You get 15 days from the date of receiving the notice, or the period specified in the notice. You may seek an adjournment and request an extension, but do not assume it will be granted.
Your return may be treated as invalid. The consequences can include penalty, interest, non carry-forward of losses, and loss of specific exemptions, as the income tax FAQ warns.
No. The portal states you cannot update or withdraw your response once it is submitted. Review everything carefully before you click submit.
If you Agree, you accept the defect and upload a corrected ITR JSON. If you Disagree, you believe there is no defect and must write your reasons.
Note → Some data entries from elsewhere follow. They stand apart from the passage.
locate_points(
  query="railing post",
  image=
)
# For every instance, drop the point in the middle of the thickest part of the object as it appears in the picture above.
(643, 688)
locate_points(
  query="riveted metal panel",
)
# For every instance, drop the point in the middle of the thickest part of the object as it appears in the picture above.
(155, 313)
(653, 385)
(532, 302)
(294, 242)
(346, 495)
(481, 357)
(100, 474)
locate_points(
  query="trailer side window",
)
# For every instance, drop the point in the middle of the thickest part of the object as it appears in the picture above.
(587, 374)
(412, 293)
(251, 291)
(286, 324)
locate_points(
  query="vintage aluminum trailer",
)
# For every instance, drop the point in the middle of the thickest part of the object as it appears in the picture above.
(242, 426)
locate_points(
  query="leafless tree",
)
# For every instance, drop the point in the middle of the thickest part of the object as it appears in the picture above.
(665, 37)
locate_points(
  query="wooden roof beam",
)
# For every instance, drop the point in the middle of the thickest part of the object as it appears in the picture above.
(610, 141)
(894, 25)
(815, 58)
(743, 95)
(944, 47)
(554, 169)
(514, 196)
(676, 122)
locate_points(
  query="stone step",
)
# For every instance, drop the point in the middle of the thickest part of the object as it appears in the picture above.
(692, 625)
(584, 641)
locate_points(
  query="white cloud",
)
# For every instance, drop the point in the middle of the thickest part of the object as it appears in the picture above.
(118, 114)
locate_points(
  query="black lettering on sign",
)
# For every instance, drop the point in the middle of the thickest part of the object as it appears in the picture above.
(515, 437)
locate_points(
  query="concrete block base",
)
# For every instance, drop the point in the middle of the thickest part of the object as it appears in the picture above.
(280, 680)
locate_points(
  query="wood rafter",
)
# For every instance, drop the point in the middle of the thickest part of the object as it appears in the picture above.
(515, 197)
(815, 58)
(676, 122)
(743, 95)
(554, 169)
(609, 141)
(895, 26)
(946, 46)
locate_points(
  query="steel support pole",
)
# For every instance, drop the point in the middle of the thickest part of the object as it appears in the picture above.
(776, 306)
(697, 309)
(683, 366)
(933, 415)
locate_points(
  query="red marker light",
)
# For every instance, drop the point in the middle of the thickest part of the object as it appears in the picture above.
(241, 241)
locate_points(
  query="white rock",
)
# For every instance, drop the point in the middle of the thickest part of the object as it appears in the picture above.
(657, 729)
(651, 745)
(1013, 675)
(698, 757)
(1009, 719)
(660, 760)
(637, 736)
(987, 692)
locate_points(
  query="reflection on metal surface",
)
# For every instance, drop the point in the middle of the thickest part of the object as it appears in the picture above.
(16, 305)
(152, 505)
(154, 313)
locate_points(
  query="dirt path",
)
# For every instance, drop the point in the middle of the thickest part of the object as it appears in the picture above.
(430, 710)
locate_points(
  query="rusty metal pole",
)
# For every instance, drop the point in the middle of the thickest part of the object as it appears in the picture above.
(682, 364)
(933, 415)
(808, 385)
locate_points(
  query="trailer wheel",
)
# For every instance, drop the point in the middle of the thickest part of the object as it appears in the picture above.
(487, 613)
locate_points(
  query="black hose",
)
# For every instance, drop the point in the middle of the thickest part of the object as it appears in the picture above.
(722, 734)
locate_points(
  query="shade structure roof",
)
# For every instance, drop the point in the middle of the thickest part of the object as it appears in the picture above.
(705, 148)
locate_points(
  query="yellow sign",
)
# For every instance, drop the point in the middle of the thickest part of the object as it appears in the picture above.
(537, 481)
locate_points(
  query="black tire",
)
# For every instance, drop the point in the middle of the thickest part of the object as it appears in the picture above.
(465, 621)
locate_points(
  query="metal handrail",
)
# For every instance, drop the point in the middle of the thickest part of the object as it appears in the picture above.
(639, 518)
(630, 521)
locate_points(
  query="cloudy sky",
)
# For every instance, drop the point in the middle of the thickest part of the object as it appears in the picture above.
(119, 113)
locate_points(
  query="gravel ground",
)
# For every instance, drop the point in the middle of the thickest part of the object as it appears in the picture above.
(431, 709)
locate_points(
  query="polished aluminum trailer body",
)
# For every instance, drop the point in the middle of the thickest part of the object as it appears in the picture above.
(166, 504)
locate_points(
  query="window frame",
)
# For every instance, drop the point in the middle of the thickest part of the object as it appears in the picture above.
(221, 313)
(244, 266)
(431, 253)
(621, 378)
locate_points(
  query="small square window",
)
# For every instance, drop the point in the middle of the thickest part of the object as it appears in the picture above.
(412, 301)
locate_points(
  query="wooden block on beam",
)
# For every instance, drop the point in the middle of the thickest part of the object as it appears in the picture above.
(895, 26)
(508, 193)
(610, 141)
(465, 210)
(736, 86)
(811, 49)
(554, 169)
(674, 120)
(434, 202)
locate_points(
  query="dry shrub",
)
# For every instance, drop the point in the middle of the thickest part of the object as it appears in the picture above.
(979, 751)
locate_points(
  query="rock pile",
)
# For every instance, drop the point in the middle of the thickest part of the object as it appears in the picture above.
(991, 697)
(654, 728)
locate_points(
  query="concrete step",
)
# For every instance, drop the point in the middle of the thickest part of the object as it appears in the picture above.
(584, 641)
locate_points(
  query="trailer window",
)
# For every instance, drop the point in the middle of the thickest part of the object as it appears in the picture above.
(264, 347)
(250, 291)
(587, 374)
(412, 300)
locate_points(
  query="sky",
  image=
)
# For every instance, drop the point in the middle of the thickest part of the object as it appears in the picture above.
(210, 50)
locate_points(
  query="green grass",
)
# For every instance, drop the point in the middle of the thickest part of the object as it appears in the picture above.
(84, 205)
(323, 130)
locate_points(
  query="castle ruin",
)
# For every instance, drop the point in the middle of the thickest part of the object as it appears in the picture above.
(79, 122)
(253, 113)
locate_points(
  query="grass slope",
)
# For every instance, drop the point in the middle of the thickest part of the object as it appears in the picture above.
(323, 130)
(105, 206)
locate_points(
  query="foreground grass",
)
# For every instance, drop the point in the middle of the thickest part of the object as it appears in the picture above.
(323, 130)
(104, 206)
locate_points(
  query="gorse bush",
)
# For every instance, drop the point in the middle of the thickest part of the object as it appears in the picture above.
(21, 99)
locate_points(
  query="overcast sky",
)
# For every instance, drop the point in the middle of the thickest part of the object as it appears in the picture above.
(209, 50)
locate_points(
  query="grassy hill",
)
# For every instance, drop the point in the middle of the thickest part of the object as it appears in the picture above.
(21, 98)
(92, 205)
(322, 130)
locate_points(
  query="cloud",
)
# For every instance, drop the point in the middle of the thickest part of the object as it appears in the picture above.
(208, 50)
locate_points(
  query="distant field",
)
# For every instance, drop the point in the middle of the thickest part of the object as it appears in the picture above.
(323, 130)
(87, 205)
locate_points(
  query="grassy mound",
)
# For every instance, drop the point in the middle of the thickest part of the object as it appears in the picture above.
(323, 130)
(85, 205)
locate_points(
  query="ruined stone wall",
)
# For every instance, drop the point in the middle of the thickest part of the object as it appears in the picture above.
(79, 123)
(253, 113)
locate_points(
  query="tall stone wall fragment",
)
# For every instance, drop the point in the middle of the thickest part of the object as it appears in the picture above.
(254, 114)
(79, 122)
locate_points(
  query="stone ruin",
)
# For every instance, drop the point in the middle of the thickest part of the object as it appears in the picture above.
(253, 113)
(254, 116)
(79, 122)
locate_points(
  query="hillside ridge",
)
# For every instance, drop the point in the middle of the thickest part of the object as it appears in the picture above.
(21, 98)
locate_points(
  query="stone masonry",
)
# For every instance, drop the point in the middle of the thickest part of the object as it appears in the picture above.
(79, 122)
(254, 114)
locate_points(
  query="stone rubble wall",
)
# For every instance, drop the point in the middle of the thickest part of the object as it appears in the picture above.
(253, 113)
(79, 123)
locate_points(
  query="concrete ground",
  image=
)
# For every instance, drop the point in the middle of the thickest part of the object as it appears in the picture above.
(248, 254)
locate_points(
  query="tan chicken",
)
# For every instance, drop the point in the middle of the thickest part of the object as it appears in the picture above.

Agree is usually the safer choice when the defect is genuine.
Log in, then go to Dashboard, Pending Actions, e-Proceedings, Self. Click View Notice against the Section 139(9) item, then Submit Response.
Yes. You can authorize another person, such as your chartered accountant, to respond to the defective notice under Section 139(9) on the e-filing portal.
Possibly. If you rectify it after 15 days but before the assessment is made, the Assessing Officer may condone the delay and treat the return as valid. This is discretionary, so do not rely on it.
An order treating a return as invalid under Section 139(9) is not listed among appealable orders under Section 246A. A 2024 ITAT Rajkot order, applying an Allahabad High Court principle, confirmed this, so timely response matters.